More and more rich Africans are buying second passports or foreign residency rights. They do so because their own passports open few doors (see chart). Henley and Partners, which advises people on how to acquire a spare nationality, says inquiries from Africa are up by a third compared with last year. The firm is opening an office in Lagos, adding to those in Johannesburg and Cape Town. Habila Malgwi of Arton Capital, another adviser, says it has agents in 15 African countries and plans to open an office on the continent “very, very soon”. Covid-19 has led to soaring interest. People, he says, are looking for a Plan b.

Mr Agono, who is waiting for his new passport, hopes it will help him enter new markets. There are intangible benefits, too. Tari Best, who runs a Nigerian logistics company, is expanding his business to Singapore. With his new Grenadian passport “we are treated as equals”, he says. Others wish to whisk a spouse or lover off to the French Riviera or nip over to their kids at Eton without queuing for visas. And a few, of course, want to up sticks altogether.

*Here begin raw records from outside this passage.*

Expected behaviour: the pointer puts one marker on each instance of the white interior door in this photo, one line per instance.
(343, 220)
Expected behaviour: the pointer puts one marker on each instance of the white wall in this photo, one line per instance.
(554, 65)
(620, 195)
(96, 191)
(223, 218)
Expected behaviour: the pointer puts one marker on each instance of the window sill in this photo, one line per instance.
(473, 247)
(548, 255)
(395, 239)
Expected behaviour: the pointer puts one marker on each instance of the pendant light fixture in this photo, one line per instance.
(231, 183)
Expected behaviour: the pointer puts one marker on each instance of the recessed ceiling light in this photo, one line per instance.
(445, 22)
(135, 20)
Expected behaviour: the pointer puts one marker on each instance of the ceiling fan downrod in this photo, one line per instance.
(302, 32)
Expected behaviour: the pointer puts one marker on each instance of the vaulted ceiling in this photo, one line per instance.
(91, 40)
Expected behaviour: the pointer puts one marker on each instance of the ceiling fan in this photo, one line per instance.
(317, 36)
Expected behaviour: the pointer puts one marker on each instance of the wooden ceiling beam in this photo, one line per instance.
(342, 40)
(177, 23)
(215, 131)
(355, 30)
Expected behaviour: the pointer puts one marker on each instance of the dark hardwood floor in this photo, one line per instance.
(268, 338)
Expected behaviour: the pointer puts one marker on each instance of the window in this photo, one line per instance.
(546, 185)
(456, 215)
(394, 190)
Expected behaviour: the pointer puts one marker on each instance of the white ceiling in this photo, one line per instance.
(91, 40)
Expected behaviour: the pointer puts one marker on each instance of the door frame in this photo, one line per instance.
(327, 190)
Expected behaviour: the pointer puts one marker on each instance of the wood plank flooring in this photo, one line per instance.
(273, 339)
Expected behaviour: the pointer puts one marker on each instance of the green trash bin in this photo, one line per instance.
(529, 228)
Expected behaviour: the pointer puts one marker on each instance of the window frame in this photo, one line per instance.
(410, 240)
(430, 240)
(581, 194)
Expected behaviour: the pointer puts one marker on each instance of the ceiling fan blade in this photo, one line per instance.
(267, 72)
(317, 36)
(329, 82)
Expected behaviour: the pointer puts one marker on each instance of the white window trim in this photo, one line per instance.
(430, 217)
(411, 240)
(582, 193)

The wealthy country-shopper has a range of options. A passport from Antigua and Barbuda requires a “contribution” of $100,000 to the government’s National Development Fund or a property investment of $200,000 that can be sold off in five years. Nigerians, says Mr Malgwi, are especially keen on Caribbean passports, which can be had in just three months.

South Africans and Kenyans seem to favour residency in sunny Portugal. The cheapest option is to buy an old rural villa for as little as €280,000 ($315,000). For those hankering after European Union citizenship, a “donation” of €650,000 to the government of Malta, topped up by half a million euros in investment, should ensure that a sleek burgundy passport arrives in the post. The cash that countries earn from these schemes adds up. In Dominica annual inflows from foreigners buying citizenship equal 10% of gdp.

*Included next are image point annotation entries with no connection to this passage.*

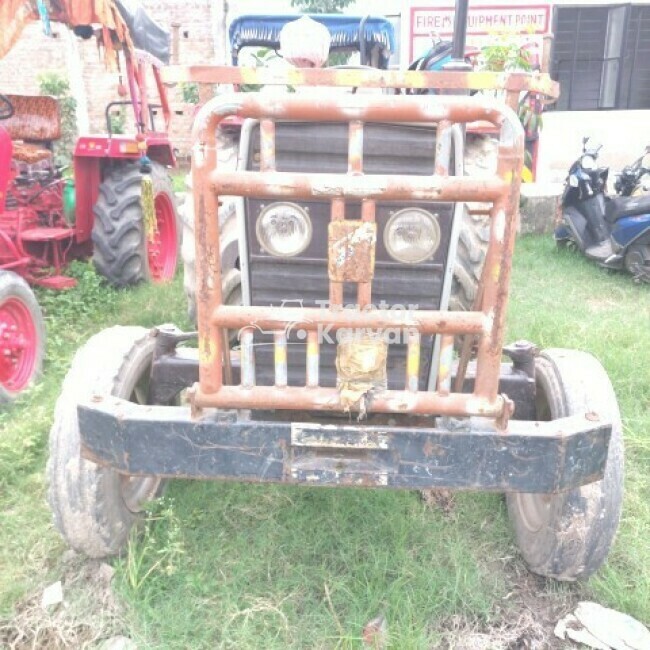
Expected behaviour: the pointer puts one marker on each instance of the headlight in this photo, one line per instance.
(588, 162)
(283, 229)
(412, 235)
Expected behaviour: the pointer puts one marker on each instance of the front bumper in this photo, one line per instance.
(466, 454)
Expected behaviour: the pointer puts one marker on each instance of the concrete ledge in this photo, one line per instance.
(539, 206)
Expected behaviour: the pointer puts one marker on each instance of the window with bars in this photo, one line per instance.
(601, 57)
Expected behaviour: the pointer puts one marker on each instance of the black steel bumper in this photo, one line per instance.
(164, 440)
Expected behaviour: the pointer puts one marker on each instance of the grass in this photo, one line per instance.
(247, 566)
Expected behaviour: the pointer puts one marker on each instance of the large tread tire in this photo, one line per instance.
(14, 289)
(229, 250)
(567, 536)
(89, 501)
(473, 240)
(119, 238)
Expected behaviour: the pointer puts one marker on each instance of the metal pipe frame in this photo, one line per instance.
(487, 323)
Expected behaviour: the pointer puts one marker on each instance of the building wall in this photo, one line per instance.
(35, 53)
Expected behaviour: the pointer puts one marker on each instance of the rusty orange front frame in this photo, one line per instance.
(487, 323)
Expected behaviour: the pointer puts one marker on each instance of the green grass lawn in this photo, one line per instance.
(249, 566)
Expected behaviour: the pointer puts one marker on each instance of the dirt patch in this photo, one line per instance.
(88, 614)
(523, 620)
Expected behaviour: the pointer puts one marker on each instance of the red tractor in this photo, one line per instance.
(47, 219)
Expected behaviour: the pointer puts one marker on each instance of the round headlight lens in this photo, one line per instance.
(412, 235)
(588, 162)
(283, 229)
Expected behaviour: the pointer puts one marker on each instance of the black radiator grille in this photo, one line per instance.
(303, 280)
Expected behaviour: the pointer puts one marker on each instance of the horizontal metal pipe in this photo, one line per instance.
(328, 320)
(514, 81)
(328, 399)
(282, 185)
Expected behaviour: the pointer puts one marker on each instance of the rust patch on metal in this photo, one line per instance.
(351, 251)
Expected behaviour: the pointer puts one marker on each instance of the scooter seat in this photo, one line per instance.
(626, 206)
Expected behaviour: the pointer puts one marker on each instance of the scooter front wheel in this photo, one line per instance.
(637, 262)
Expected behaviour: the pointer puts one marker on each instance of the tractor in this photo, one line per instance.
(344, 371)
(48, 219)
(371, 39)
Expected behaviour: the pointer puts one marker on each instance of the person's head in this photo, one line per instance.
(305, 43)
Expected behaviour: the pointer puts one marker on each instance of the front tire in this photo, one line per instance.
(22, 336)
(567, 536)
(94, 507)
(122, 252)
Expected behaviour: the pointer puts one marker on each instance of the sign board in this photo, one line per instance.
(484, 22)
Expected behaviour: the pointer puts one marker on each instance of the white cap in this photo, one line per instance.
(305, 43)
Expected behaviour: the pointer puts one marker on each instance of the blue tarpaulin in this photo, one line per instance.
(264, 31)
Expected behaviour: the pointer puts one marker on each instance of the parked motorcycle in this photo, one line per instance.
(634, 179)
(613, 231)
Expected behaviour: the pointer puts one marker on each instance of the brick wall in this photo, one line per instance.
(35, 53)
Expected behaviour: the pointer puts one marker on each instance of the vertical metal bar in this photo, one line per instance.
(355, 147)
(337, 213)
(496, 271)
(413, 361)
(267, 145)
(247, 358)
(460, 30)
(313, 359)
(364, 289)
(280, 357)
(443, 148)
(446, 359)
(208, 264)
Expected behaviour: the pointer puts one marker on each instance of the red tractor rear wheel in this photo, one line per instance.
(22, 336)
(123, 253)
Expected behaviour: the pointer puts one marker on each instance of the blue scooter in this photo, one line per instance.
(613, 231)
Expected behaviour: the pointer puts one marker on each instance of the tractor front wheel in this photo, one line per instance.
(126, 250)
(567, 536)
(95, 507)
(22, 336)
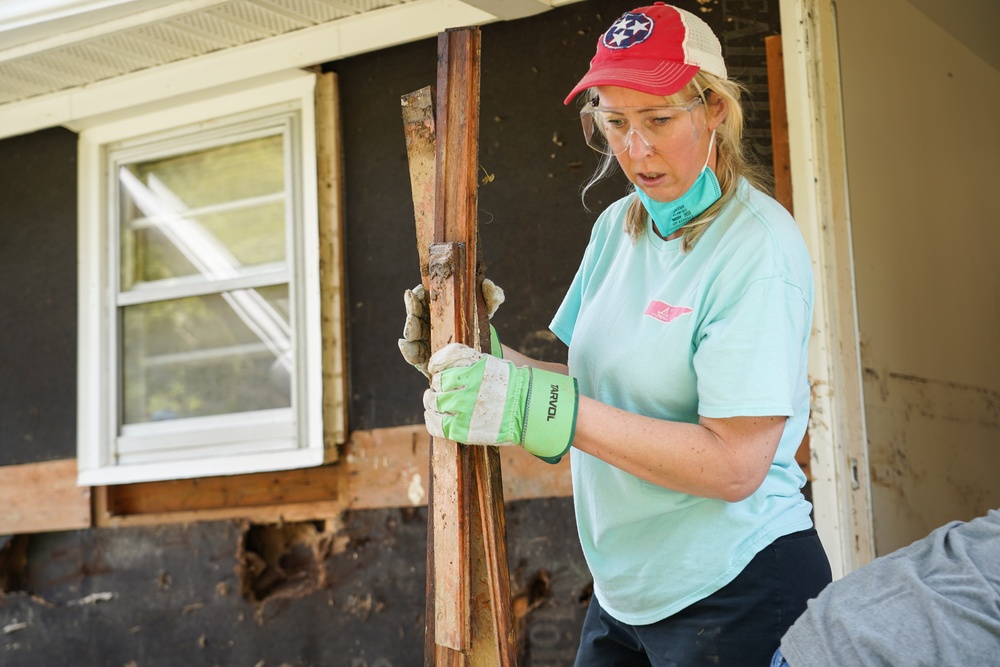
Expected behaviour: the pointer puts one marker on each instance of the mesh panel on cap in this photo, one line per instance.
(702, 45)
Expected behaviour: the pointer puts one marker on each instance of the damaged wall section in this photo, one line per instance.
(317, 595)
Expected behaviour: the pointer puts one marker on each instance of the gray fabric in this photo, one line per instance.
(934, 603)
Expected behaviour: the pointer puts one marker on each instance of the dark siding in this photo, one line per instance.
(38, 297)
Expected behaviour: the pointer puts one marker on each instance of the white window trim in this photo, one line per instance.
(97, 420)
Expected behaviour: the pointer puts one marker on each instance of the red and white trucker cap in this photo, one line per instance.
(656, 49)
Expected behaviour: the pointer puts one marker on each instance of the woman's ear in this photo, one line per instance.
(718, 109)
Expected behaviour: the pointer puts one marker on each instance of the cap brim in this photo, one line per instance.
(656, 77)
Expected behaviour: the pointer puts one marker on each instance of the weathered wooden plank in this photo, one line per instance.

Still, some worry about these “golden passports”. Didier Reynders, the eu Justice Commissioner, fears they can be used for money-laundering and recently warned that covid-19 should not be used as an excuse to run dodgy citizenship schemes. Last year Cyprus moved to strip citizenship from 26 investors after “mistakes” were made in vetting them. Among them is a Kenyan tycoon who has appeared in court on allegations of tax evasion. Citizenship firms are at pains to point out that they vigorously screen their clients (though the ultimate responsibility, they are careful to add, lies with governments).

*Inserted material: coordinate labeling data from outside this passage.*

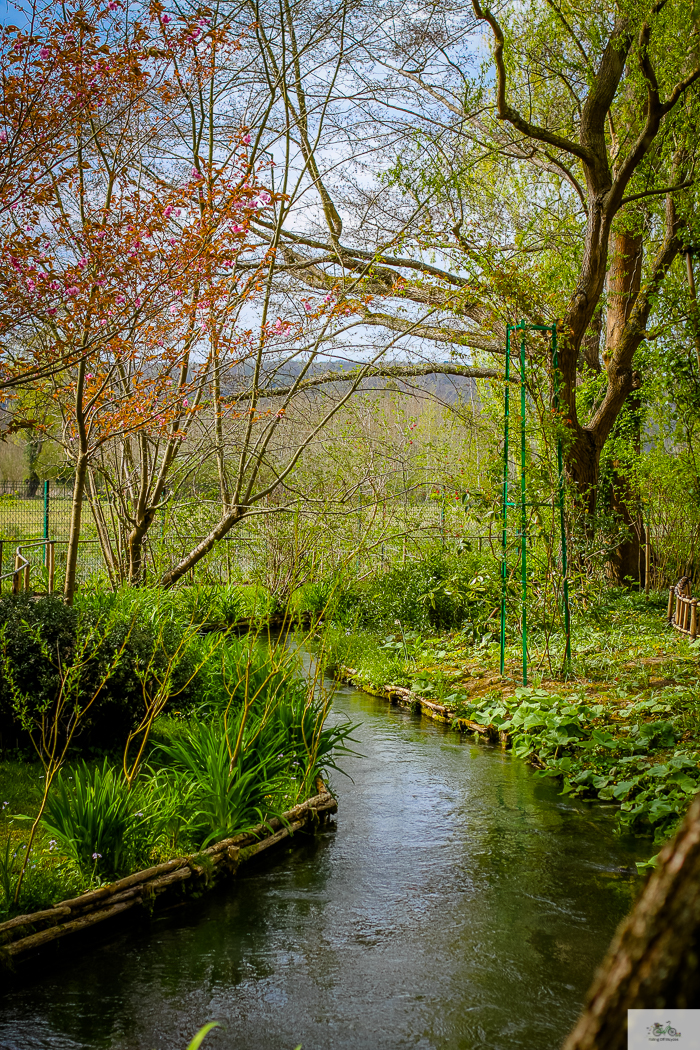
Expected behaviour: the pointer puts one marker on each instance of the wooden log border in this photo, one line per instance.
(682, 611)
(405, 698)
(26, 935)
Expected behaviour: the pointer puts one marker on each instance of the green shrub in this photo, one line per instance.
(439, 592)
(39, 633)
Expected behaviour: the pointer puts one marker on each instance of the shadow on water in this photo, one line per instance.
(459, 903)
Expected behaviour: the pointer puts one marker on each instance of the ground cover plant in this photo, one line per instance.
(622, 727)
(246, 746)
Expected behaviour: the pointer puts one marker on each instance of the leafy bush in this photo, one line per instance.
(439, 592)
(39, 636)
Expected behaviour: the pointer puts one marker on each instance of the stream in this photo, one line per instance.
(457, 902)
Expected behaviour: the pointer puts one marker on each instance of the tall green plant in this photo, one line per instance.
(91, 816)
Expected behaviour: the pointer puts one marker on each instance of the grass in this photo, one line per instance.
(621, 726)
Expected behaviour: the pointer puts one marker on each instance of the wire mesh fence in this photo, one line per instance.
(262, 549)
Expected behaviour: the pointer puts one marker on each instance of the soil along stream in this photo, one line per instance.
(460, 903)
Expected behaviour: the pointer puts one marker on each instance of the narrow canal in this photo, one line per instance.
(460, 902)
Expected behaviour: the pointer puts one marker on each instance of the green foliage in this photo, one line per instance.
(90, 812)
(41, 637)
(597, 756)
(228, 796)
(438, 592)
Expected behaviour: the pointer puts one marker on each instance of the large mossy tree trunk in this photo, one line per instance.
(654, 960)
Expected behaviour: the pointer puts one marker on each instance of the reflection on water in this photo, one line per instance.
(460, 903)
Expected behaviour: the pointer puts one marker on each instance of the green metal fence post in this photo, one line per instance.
(524, 511)
(559, 470)
(505, 501)
(46, 522)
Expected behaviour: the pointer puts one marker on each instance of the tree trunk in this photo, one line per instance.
(623, 281)
(627, 562)
(654, 961)
(136, 537)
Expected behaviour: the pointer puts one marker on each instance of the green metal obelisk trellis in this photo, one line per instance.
(523, 329)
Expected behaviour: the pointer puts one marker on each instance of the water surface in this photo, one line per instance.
(459, 902)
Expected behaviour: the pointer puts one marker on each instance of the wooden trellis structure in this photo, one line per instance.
(683, 608)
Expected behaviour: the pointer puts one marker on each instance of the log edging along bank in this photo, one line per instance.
(405, 698)
(24, 936)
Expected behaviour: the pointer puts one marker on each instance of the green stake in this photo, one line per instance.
(524, 512)
(559, 470)
(504, 568)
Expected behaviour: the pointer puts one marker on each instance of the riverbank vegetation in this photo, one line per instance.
(129, 740)
(268, 293)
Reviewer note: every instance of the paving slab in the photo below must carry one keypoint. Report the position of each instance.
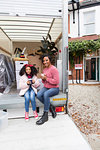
(56, 134)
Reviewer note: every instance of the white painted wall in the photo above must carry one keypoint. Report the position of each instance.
(5, 43)
(73, 26)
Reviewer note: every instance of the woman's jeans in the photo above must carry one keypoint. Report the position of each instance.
(30, 96)
(44, 96)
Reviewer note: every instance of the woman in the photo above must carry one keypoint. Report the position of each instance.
(50, 78)
(28, 84)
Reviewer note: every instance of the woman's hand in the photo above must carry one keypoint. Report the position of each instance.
(28, 82)
(43, 77)
(33, 81)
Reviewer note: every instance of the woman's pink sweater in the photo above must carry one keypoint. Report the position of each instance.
(52, 75)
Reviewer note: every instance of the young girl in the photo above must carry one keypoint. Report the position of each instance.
(28, 84)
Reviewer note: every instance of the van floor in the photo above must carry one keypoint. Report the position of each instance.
(56, 134)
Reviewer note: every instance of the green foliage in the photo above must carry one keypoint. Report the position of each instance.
(81, 48)
(48, 47)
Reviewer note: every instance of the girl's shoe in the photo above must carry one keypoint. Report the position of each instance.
(26, 116)
(35, 114)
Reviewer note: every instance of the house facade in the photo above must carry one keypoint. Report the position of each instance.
(86, 26)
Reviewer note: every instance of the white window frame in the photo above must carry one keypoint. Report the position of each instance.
(89, 23)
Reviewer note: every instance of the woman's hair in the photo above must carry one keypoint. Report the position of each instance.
(46, 55)
(33, 70)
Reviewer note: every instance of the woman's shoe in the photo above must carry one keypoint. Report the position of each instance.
(52, 109)
(43, 119)
(35, 114)
(26, 116)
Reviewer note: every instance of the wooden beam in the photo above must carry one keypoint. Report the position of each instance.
(4, 50)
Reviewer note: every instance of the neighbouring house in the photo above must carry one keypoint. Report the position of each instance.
(84, 25)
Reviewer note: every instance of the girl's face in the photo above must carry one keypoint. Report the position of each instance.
(46, 62)
(28, 70)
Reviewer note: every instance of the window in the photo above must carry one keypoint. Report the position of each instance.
(89, 22)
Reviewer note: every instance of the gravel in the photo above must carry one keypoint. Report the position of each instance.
(84, 109)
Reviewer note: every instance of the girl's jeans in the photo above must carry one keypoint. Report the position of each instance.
(30, 96)
(44, 96)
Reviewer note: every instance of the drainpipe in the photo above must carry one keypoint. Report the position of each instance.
(65, 53)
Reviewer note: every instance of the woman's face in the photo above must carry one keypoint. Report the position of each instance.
(28, 70)
(46, 62)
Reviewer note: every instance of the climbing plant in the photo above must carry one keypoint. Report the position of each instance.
(81, 48)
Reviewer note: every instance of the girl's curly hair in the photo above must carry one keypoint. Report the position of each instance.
(33, 70)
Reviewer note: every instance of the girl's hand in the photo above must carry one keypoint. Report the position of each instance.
(28, 82)
(33, 81)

Do well-heeled Africans eyeing a “golden passport” need to grab one now before they all disappear? Probably not, least of all in Malta, where the family law firm of the prime minister, Robert Abela, had a licence to sell Maltese passports (it stopped doing so after he took office in 2020). One way to reduce the demand for second passports would be to make it easier for Africans to visit and work in rich countries. Until then, their best bet may be to copy another Nigerian businessman who recently got a passport from Dominica and resoundingly declares: “It is a life-changer.”